Tanzanian lawyer and activist

Fatima Karume (born 15 June 1969) is a Tanzanian lawyer and activist who served as the president of Tanganyika Law Society (TLS) from 2018 to 2019. She was disbarred by the High Court of Tanzania in 2020 following a dispute.

== Early Life and family background ==
Fatma Karume was born in 1969 into the family of Karume, one of East Africa's most influential political dynasties. Her grandfather, Abeid Amani Karume, was a leader of the Zanzibar Revolution and served as the first President of Zanzibar from 1964 until his assassination in 1972. Her father, Amani Abeid Karume, also served as the President of Zanzibar for two terms from 2000 to 2010. She succeeded her predecessor, Tundu Lissu, who led the society from 2017 to 2018.
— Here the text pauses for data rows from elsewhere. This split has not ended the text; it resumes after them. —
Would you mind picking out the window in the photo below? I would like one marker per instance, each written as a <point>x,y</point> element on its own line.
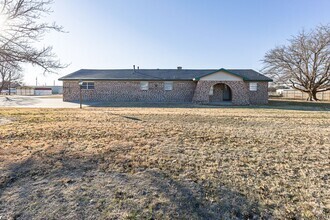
<point>168,86</point>
<point>144,85</point>
<point>253,86</point>
<point>87,85</point>
<point>211,91</point>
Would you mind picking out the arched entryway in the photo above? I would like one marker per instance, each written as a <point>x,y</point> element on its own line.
<point>220,93</point>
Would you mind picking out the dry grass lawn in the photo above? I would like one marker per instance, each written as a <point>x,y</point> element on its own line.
<point>165,163</point>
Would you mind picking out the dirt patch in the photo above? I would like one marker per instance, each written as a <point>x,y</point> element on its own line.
<point>165,163</point>
<point>4,121</point>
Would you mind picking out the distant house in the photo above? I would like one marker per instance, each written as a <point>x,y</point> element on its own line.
<point>230,86</point>
<point>39,90</point>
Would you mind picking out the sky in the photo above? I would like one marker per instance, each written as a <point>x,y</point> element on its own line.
<point>109,34</point>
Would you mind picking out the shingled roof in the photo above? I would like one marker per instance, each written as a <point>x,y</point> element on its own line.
<point>159,74</point>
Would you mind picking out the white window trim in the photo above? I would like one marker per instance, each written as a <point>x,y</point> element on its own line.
<point>144,85</point>
<point>87,85</point>
<point>253,86</point>
<point>168,85</point>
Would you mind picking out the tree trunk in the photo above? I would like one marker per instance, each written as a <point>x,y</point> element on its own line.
<point>312,96</point>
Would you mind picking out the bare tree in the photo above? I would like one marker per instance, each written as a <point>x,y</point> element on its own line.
<point>304,63</point>
<point>10,74</point>
<point>22,30</point>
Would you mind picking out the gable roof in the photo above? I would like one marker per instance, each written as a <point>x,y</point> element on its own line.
<point>159,74</point>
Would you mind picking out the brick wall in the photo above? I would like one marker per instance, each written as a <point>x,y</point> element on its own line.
<point>183,91</point>
<point>261,95</point>
<point>129,91</point>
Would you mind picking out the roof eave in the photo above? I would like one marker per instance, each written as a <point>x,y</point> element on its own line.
<point>91,79</point>
<point>222,69</point>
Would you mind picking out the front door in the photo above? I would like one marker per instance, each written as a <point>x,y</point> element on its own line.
<point>226,93</point>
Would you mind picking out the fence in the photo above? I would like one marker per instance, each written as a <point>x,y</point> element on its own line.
<point>294,94</point>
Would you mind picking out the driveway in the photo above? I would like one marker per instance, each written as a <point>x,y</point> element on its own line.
<point>36,102</point>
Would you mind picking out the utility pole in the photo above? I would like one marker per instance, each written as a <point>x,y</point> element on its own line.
<point>9,82</point>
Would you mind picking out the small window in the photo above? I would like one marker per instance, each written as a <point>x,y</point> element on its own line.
<point>211,91</point>
<point>253,86</point>
<point>168,86</point>
<point>144,85</point>
<point>87,85</point>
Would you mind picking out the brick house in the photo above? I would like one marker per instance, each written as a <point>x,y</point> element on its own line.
<point>222,86</point>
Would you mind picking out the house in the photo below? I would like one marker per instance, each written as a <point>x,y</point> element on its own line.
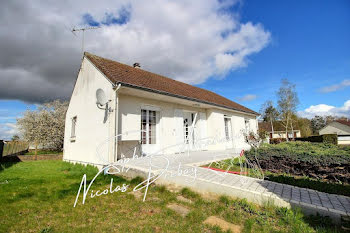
<point>339,127</point>
<point>279,130</point>
<point>146,113</point>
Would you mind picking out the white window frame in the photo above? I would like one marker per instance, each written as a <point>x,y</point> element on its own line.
<point>73,128</point>
<point>228,131</point>
<point>247,125</point>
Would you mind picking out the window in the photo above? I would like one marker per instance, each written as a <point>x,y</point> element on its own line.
<point>148,126</point>
<point>247,127</point>
<point>74,123</point>
<point>227,127</point>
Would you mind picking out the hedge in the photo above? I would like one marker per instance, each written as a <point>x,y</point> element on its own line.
<point>315,160</point>
<point>326,138</point>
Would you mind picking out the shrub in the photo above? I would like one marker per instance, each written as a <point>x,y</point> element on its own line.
<point>316,160</point>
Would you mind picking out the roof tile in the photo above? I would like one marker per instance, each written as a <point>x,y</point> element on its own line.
<point>125,74</point>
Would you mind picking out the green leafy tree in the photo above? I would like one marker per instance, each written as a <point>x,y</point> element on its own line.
<point>317,123</point>
<point>287,103</point>
<point>15,138</point>
<point>45,125</point>
<point>269,113</point>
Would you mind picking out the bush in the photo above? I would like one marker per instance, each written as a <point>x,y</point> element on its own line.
<point>326,138</point>
<point>316,160</point>
<point>330,138</point>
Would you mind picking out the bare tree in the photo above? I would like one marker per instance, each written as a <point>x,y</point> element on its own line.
<point>287,104</point>
<point>44,126</point>
<point>269,113</point>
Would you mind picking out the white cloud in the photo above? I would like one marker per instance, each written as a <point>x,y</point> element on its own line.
<point>336,87</point>
<point>248,97</point>
<point>325,110</point>
<point>190,41</point>
<point>7,130</point>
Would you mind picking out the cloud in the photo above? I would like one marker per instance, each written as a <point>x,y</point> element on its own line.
<point>190,41</point>
<point>325,110</point>
<point>7,130</point>
<point>336,87</point>
<point>248,97</point>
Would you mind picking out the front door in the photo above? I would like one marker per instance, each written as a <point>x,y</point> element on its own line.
<point>228,132</point>
<point>149,131</point>
<point>190,128</point>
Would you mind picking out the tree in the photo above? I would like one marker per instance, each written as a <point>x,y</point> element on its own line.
<point>269,113</point>
<point>287,104</point>
<point>15,138</point>
<point>45,125</point>
<point>317,123</point>
<point>304,126</point>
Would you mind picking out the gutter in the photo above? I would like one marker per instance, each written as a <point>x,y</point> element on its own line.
<point>116,123</point>
<point>185,97</point>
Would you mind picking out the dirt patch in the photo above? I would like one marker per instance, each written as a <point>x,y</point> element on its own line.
<point>215,221</point>
<point>181,210</point>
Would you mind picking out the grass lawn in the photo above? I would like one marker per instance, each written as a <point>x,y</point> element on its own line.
<point>283,178</point>
<point>44,152</point>
<point>38,196</point>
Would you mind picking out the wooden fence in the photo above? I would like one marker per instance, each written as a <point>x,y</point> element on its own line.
<point>12,148</point>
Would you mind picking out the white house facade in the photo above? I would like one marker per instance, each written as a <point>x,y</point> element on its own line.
<point>146,113</point>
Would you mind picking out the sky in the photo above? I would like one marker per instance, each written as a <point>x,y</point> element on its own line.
<point>238,49</point>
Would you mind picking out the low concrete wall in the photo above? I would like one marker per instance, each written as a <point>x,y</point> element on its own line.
<point>21,158</point>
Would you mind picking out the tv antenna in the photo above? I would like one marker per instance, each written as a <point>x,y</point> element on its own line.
<point>83,31</point>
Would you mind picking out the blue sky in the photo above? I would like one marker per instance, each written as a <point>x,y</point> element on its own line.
<point>310,47</point>
<point>309,44</point>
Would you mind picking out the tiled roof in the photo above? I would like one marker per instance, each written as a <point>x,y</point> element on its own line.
<point>277,126</point>
<point>136,77</point>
In 2020 she was disbarred as a lawyer by the High Court of Tanzania. This followed a letter that she wrote which was alleged to have disrespected the Attorney General. The year long dispute was criticised for its lack of due procedure by Lawyers for Lawyers. A letter of support by the Tanzania Human Rights Defenders Coalition was echoed by African Defenders questioned the disbarment being permanent.

She was allowed to again practice law in Tanzania in 2025 but the decision was challenged by the government.